To my suprise, I ended up liking my Western Humanities classes. Learning about ancient greece and rome and their art and philosophy was fascinating to me. I didn't excel in these classes either, but I found them interesting. It suddenly became amazing to me how history shaped the society we have today in many ways. It got me interested in history and ideas, something I was never really into. It opened my mind in a whole new way. But it brought in further anxiety, especially when I took sociology. I began to feel like a victim of society's ills, like poverty and lack of opportunites and began to deeply reflect on my family for the first time and saw they too were shaped by unseen forces and conditions. We were all products of that. As I passed the blame onto society, I stopped being upset with my family as much for not being able to help me financially with college and for all the problems they had, because I felt they were victims too. I started reading Marx, Martin Luther King Jr., Gandhi, Tolstoy, Thoreau, for the first time. That was stuff I never thought of reading before. I always just preferred to read Stephen King novels and the like. Life took on a whole new dimension.
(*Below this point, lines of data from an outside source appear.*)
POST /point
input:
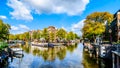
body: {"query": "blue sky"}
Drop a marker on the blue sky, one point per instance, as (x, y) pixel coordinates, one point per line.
(25, 15)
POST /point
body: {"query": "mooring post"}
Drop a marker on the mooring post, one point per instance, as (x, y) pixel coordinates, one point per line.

Over time the novelty of the ideas all wore off as I got my first job working in a hospital laboratory and started a family. But, I strive to follow my personal philosophies and my heart in life. I refuse to rely on other people, preferring to work hard for everything I have, but I now know how to enjoy the little things in life that bring me joy; my wife and kids, my friends and family, and good meals and family gatherings, and trying new things out, spending time in nature, learning new skills, enjoying quiet time alone, helping my kids grow individually, working on my house, my car, and my yard. I even still draw portraits for people and as soon as I can save enough recreational money, I would love to do some quick studies at an atelier. That would be awesome.
Its amazing really, when I think about it. My love for art, fueled a love and appreciation for life and then fueled a desire to understand it and then to just enjoying life and trying to live it to its fullest. It is so precious. I don't feel anything I did was ever a waste, it was a learning experience, even it was difficult.